Jitse Daniels

Agents of Anchoring: Roman colonies and settlements from the Mithridatic wars to Augustus in Greece and Asia Minor

Home > Projects > Agents of Anchoring: Roman colonies and settlements from the Mithridatic wars to Augustus in Greece and Asia Minor
Agents of Anchoring: Roman colonies and settlements from the Mithridatic wars to Augustus in Greece and Asia Minor

Roman colonies in the Greek east constitute unique places of cultural interaction. Studying these hybrid communities can increase our understanding of the dynamics of the complex cultural interaction in the Graeco-Roman world, and of the ways in which Romans anchored their presence and power in the Greek east. This will be the main aim of this research project.

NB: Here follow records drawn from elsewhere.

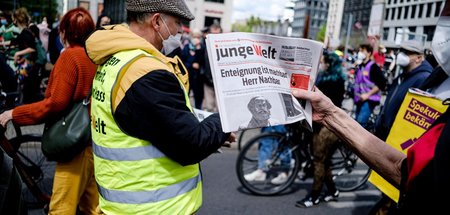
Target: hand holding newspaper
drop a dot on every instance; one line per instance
(253, 75)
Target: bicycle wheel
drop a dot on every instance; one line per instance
(36, 172)
(246, 135)
(279, 162)
(349, 172)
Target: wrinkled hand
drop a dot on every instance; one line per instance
(364, 97)
(231, 139)
(322, 105)
(5, 117)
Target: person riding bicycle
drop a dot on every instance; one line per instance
(332, 81)
(266, 147)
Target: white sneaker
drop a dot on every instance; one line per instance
(280, 179)
(257, 175)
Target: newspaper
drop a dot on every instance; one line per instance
(253, 75)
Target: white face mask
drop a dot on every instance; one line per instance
(440, 43)
(402, 59)
(361, 56)
(172, 42)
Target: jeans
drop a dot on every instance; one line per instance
(363, 112)
(268, 146)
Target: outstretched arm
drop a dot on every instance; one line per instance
(382, 158)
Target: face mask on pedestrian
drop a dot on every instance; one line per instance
(361, 56)
(171, 43)
(402, 59)
(440, 43)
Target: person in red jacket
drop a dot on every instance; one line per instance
(74, 186)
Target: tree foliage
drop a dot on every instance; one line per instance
(37, 9)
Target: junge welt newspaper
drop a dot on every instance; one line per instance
(253, 75)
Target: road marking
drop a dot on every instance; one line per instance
(350, 204)
(360, 193)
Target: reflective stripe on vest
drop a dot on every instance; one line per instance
(133, 176)
(127, 154)
(139, 197)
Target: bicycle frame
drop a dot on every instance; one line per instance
(23, 170)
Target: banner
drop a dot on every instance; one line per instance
(416, 114)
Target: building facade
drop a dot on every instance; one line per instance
(309, 17)
(279, 28)
(406, 20)
(334, 21)
(207, 11)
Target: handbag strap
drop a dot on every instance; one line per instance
(87, 100)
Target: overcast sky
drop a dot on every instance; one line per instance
(265, 9)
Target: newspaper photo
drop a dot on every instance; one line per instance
(253, 75)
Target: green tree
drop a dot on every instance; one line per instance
(321, 34)
(37, 9)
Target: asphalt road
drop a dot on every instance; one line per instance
(224, 195)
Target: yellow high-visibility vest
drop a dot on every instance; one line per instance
(133, 176)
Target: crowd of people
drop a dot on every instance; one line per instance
(147, 161)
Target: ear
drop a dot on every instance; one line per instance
(155, 21)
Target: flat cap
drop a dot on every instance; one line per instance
(174, 7)
(413, 46)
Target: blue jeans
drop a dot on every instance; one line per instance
(268, 146)
(363, 112)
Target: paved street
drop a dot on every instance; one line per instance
(224, 195)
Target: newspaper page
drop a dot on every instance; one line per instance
(253, 75)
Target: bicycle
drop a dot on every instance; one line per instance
(25, 150)
(245, 135)
(348, 172)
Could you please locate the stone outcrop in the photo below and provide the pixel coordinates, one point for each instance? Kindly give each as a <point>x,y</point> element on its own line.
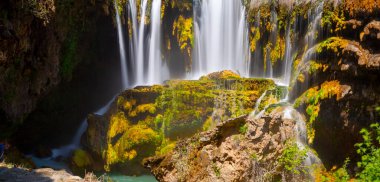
<point>40,46</point>
<point>8,174</point>
<point>145,121</point>
<point>352,60</point>
<point>240,149</point>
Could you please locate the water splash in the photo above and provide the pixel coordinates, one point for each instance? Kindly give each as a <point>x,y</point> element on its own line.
<point>123,59</point>
<point>221,37</point>
<point>140,46</point>
<point>257,104</point>
<point>154,75</point>
<point>148,67</point>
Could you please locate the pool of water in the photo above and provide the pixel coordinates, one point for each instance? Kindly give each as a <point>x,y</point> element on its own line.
<point>123,178</point>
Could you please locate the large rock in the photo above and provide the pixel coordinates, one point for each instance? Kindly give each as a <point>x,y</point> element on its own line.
<point>8,174</point>
<point>240,149</point>
<point>145,121</point>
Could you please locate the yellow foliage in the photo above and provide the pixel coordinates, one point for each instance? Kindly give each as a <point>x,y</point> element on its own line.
<point>255,31</point>
<point>357,6</point>
<point>151,108</point>
<point>312,98</point>
<point>334,44</point>
<point>278,52</point>
<point>124,149</point>
<point>118,124</point>
<point>315,66</point>
<point>129,155</point>
<point>183,30</point>
<point>209,123</point>
<point>81,158</point>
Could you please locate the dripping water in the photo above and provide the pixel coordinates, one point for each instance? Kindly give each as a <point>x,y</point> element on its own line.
<point>123,59</point>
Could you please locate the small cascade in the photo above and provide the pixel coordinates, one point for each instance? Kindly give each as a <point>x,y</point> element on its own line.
<point>140,46</point>
<point>257,104</point>
<point>66,151</point>
<point>314,18</point>
<point>145,45</point>
<point>123,59</point>
<point>288,56</point>
<point>221,37</point>
<point>154,76</point>
<point>301,135</point>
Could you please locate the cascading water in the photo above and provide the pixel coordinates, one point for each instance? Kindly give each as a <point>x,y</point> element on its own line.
<point>221,37</point>
<point>154,76</point>
<point>140,46</point>
<point>147,65</point>
<point>123,59</point>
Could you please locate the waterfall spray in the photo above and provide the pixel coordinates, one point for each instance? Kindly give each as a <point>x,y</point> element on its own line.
<point>221,37</point>
<point>123,59</point>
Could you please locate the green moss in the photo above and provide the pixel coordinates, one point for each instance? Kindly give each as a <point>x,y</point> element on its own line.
<point>292,157</point>
<point>68,59</point>
<point>149,120</point>
<point>312,97</point>
<point>81,158</point>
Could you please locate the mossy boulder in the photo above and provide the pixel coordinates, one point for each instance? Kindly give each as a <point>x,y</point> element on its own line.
<point>81,161</point>
<point>147,121</point>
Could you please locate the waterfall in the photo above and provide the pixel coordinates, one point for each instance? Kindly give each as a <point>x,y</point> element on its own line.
<point>221,37</point>
<point>301,136</point>
<point>288,58</point>
<point>147,65</point>
<point>257,104</point>
<point>140,46</point>
<point>123,59</point>
<point>155,44</point>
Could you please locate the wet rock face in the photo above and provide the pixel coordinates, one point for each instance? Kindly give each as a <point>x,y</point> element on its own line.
<point>229,152</point>
<point>352,59</point>
<point>39,43</point>
<point>145,121</point>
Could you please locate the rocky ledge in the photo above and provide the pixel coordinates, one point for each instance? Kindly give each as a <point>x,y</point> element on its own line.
<point>9,173</point>
<point>148,120</point>
<point>261,148</point>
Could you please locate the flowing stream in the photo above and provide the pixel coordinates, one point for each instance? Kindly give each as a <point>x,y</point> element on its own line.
<point>221,37</point>
<point>221,42</point>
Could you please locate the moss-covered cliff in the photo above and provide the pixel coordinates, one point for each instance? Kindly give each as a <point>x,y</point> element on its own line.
<point>42,42</point>
<point>147,121</point>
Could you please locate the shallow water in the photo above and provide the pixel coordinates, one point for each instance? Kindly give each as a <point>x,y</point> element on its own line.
<point>123,178</point>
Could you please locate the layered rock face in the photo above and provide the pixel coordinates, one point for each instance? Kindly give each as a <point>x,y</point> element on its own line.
<point>8,174</point>
<point>240,149</point>
<point>145,121</point>
<point>40,45</point>
<point>339,94</point>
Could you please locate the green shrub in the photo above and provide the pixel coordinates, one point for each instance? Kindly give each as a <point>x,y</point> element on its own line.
<point>370,154</point>
<point>292,157</point>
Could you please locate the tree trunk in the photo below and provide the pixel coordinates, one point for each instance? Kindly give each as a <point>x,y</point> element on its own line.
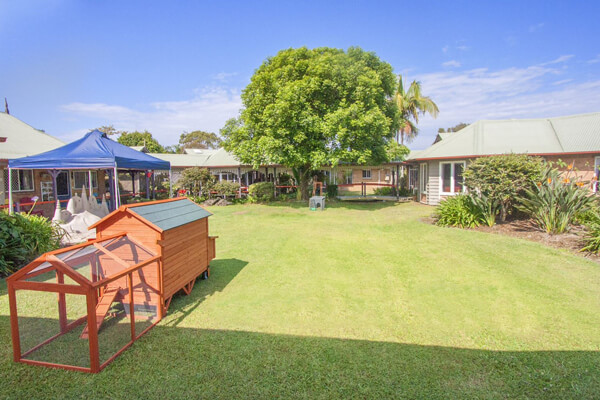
<point>302,175</point>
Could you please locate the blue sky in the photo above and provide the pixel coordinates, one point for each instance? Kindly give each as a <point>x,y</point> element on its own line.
<point>168,67</point>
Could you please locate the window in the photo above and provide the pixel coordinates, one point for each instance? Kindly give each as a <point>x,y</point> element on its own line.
<point>451,177</point>
<point>413,176</point>
<point>22,180</point>
<point>424,177</point>
<point>596,173</point>
<point>348,176</point>
<point>81,178</point>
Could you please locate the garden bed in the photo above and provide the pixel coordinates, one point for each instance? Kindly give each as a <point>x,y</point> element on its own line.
<point>526,229</point>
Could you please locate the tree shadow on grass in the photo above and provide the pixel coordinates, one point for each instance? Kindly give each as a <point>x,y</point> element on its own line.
<point>176,362</point>
<point>351,205</point>
<point>221,273</point>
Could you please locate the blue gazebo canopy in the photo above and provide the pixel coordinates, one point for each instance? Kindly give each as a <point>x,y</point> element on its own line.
<point>94,151</point>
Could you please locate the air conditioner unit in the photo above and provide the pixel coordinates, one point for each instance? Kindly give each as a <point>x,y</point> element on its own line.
<point>317,203</point>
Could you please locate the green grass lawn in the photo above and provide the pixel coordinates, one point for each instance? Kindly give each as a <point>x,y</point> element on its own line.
<point>358,301</point>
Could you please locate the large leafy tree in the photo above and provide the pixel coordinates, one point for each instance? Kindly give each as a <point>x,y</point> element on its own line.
<point>411,103</point>
<point>141,139</point>
<point>199,140</point>
<point>305,108</point>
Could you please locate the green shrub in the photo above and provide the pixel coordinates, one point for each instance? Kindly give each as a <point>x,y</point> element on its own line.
<point>197,180</point>
<point>226,188</point>
<point>555,201</point>
<point>503,178</point>
<point>589,217</point>
<point>591,220</point>
<point>592,239</point>
<point>331,191</point>
<point>261,191</point>
<point>384,191</point>
<point>24,237</point>
<point>487,208</point>
<point>197,199</point>
<point>458,211</point>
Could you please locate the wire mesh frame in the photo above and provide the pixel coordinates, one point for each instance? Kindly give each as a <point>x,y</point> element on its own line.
<point>90,289</point>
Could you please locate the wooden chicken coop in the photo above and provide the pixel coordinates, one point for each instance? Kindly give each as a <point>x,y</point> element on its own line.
<point>176,229</point>
<point>80,307</point>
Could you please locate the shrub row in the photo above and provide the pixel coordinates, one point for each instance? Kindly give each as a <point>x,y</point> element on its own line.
<point>501,185</point>
<point>24,237</point>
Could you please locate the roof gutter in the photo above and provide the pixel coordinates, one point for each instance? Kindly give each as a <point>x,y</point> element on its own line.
<point>500,154</point>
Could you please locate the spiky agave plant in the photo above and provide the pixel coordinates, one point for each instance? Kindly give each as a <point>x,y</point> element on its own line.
<point>555,201</point>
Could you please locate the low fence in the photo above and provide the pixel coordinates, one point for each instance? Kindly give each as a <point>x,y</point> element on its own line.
<point>366,189</point>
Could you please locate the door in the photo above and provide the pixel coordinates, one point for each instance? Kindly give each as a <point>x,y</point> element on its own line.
<point>63,185</point>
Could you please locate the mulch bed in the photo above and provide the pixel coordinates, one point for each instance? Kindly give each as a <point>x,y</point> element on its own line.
<point>526,229</point>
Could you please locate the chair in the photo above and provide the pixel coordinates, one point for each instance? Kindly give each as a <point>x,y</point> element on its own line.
<point>28,208</point>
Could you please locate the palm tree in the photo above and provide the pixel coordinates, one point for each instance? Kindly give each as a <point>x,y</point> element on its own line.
<point>412,103</point>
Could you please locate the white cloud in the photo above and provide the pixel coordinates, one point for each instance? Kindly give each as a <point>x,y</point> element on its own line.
<point>208,110</point>
<point>536,27</point>
<point>224,76</point>
<point>451,63</point>
<point>594,60</point>
<point>528,92</point>
<point>562,82</point>
<point>559,60</point>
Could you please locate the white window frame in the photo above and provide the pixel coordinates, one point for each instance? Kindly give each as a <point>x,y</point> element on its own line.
<point>423,177</point>
<point>413,175</point>
<point>596,172</point>
<point>348,176</point>
<point>16,177</point>
<point>452,183</point>
<point>87,183</point>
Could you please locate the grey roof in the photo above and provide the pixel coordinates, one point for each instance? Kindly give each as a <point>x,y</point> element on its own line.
<point>182,160</point>
<point>171,214</point>
<point>220,158</point>
<point>139,148</point>
<point>205,158</point>
<point>23,140</point>
<point>200,151</point>
<point>570,134</point>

For a long time, Rome has struggled and largely failed to anchor its power in the Greek east via military interventionism, which was made especially clear by the Mithridatic wars. Despite the massacres and upheaval which these wars entailed, Rome would come to rule this part of the world and Roman communities there would flourish anew in the later first century BCE. For the first time now, Roman colonies could be counted among these communities. It is still not clear why colonies were only founded there from this period onward, and what their role might have been in anchoring Roman rule in this region. Moreover, the Roman colonists had to anchor themselves too in a new environment and culture, and had to negotiate their identity and their place in the local network.

Roman Odeion at Patras

My research will aim to analyse how Roman colonial communities anchored themselves (e.g. through interaction with their local environment and communities) in the Greek world between the Mithridatic wars and the rule of Augustus, and to find out what role they played in anchoring Roman rule in the Greek world (e.g. through interaction with the larger imperial structure and their role in imperial strategies). Three main case studies will form the core of my research, namely the Roman colonies of Nicopolis, Patras and Pisidian Antioch, whose internal structure and cultural character will be studied, as well as their local and regional context. The concept of Anchoring Innovation (as set out by Ineke Sluiter et al.) will be used as a key explanatory tool in this research. In turn, this project also aims to increase our understanding of anchoring processes in the Graeco-Roman world.

Reverse of a coin from Pisidian Antioch: CAE - ANTIOC-H COL // S R. image of the colonial founder behind a span of oxen.